The bill promotes and clarifies value‑based drug purchasing that can lower Medicaid drug costs and improve patient outcomes, but it also creates pricing‑calculation changes, administrative burdens, and risks of higher Medicare/federal spending or unintended access and market effects that policymakers will need to manage.
State Medicaid programs (and thereby taxpayers and Medicaid enrollees) can use value‑based purchasing agreements for inpatient and outpatient drugs to lower net drug costs through manufacturer performance‑tied payments.
Medicaid beneficiaries and other patients (including those with rare/transformative-therapy needs) may see improved access and better clinical outcomes because manufacturers are incented to tie payments to drug performance.
Manufacturers, states, and providers gain regulatory clarity and predictable timelines because the bill requires rulemaking (e.g., 180‑day deadlines for HHS/OIG), which should accelerate adoption of value‑based agreements and reduce uncertainty.
Medicare program spending and federal taxpayer costs could rise because excluding certain discounts from ASP may increase Medicare reimbursements to manufacturers.
Manufacturers might respond by raising list prices or manipulating best‑price reporting (or shifting costs across markets), which could increase commercial prices, reduce Medicaid rebates, and raise costs for patients and taxpayers.
States, hospitals, providers and manufacturers will face short‑term administrative and compliance costs and complexity as agencies implement new rules and change how AMP, best price, and installment payments are calculated.
Based on analysis of 6 sections of legislative text.
Enables Medicaid value‑based purchasing for drugs, permits multi‑point best‑price reporting, aligns Medicare ASP treatment, creates an anti‑kickback safe harbor for VBPs, and mandates a GAO study.
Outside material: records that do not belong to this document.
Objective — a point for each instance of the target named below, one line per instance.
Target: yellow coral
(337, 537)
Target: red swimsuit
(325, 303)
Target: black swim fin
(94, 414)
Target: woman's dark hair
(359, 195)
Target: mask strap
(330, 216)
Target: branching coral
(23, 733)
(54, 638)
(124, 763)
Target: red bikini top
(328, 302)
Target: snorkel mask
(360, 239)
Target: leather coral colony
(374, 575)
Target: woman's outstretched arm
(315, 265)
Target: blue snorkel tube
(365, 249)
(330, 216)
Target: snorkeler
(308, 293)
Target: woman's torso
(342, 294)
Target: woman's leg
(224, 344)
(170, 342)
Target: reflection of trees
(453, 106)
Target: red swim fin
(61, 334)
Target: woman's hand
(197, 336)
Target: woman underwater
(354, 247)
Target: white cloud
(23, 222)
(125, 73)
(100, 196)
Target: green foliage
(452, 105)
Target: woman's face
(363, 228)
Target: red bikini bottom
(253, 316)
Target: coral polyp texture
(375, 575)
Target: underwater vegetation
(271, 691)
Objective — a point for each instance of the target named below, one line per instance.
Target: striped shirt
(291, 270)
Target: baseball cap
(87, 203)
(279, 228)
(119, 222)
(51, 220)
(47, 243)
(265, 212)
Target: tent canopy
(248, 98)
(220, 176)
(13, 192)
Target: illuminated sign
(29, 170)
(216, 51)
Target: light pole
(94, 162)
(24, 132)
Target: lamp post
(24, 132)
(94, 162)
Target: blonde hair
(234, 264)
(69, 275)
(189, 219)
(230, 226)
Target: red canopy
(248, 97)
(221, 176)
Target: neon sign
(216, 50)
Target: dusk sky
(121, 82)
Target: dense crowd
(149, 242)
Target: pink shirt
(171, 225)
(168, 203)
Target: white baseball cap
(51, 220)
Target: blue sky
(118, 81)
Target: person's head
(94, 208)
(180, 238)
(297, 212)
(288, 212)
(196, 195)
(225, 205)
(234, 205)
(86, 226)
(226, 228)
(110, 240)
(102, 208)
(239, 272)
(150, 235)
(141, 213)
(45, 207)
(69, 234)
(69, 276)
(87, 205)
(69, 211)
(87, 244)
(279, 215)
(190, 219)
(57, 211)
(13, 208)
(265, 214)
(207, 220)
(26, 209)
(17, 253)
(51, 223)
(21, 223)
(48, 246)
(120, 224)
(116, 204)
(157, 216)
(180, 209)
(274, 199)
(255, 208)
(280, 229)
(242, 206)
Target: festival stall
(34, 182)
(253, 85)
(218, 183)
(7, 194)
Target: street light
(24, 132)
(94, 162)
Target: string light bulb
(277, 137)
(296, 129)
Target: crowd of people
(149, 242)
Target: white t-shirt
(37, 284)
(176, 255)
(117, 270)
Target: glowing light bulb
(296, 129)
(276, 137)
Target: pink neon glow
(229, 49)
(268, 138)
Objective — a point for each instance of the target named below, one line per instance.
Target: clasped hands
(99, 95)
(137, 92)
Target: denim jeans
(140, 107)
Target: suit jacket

Introduced March 9, 2026 by Brett Guthrie · Last progress March 9, 2026
Allows Medicaid programs and drug manufacturers to use value‑based purchasing arrangements (VBPs) for outpatient drugs by changing how drug prices and rebates are reported and calculated, aligning certain Medicare payment rules, establishing an anti‑kickback safe harbor for manufacturer payments tied to VBPs, and requiring federal guidance and a GAO study. The bill lets manufacturers report multiple "best price" points for the same drug when offered as a VBP to all States, treats installment payments for rebate calculations in a specific way, and directs agencies to issue implementing rules or guidance within 180 days and a GAO report by June 30, 2029.